00:14:13.600 | the Tesla, what we call the FSD computer,

00:14:17.120 | that's now in production.

00:14:20.640 | So, if you order any Model S or X,

00:14:24.280 | or any Model 3 that has the full self-driving package,

00:14:28.240 | you'll get the FSD computer.

00:14:29.760 | That's important to have enough base computation.

00:14:35.840 | Then refining the neural net and the control software,

00:14:38.840 | but all of that can just be provided as an over-the-air update.

00:14:42.840 | The thing that's really profound,

00:14:45.720 | and what I'll be emphasizing at the,

00:14:48.240 | sort of that investor day that we're having

00:14:51.960 | focused on autonomy,

00:14:53.320 | is that the cars currently being produced,

00:14:56.120 | or the hardware currently being produced,

00:14:58.200 | is capable of full self-driving.

00:15:01.000 | - But capable is an interesting word, because--

00:15:04.240 | - Like the hardware is.

00:15:05.920 | And as we refine the software,

00:15:07.560 | the capabilities will increase dramatically,

00:15:11.760 | and then the reliability will increase dramatically,

00:15:14.000 | and then it will receive regulatory approval.

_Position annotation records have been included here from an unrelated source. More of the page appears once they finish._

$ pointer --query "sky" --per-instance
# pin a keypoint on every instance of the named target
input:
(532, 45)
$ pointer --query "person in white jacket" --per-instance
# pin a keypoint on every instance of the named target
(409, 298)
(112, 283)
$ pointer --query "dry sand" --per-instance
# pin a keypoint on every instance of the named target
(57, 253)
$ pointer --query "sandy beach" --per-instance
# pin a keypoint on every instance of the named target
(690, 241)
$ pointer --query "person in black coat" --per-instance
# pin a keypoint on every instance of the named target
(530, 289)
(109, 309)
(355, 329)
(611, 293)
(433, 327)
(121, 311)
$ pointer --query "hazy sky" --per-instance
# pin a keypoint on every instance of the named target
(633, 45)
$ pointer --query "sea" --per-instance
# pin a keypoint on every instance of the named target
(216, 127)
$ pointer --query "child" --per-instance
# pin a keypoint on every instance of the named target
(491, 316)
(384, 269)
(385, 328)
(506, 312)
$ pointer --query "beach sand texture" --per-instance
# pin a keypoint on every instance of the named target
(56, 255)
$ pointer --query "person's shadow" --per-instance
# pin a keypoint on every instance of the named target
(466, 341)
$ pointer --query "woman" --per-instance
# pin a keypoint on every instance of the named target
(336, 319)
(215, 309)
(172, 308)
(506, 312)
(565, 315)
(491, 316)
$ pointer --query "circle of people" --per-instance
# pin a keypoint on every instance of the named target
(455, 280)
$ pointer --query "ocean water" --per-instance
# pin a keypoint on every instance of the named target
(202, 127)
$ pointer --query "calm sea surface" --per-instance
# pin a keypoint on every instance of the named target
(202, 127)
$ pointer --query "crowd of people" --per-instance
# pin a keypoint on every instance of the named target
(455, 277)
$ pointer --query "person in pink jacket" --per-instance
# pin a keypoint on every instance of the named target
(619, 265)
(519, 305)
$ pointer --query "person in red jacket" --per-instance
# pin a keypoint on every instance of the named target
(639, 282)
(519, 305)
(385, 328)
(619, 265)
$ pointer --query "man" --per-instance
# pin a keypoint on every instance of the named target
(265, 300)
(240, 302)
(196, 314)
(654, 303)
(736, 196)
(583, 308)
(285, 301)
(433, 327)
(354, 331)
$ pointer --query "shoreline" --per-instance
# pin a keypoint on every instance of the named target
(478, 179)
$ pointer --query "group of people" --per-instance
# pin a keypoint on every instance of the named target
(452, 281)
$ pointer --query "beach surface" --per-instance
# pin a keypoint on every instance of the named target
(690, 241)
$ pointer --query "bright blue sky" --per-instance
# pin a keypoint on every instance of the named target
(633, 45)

00:15:16.200 | So, essentially, buying a car today

00:15:17.680 | is an investment in the future.

00:15:19.160 | You're essentially buying,

00:15:20.480 | I think the most profound thing is that

00:15:26.280 | if you buy a Tesla today,

00:15:27.800 | I believe you are buying an appreciating asset,

00:15:30.480 | not a depreciating asset.

00:15:33.120 | - So, that's a really important statement there,

00:15:35.320 | because if hardware is capable enough,

00:15:37.800 | that's the hard thing to upgrade, usually.

00:15:40.560 | So, then the rest is a software problem.

00:15:44.600 | - Software has no marginal cost, really.

00:15:47.940 | But, what's your intuition on the software side?

00:15:51.460 | How hard are the remaining steps

00:15:54.620 | to get it to where

00:15:57.700 | the experience, not just the safety,

00:16:03.940 | but the full experience,

00:16:05.740 | is something that people would enjoy?

00:16:09.260 | - I think people enjoy it very much so, on the highways.

00:16:12.820 | It's a total game changer for quality of life.

00:16:16.780 | For using Tesla autopilot on the highways.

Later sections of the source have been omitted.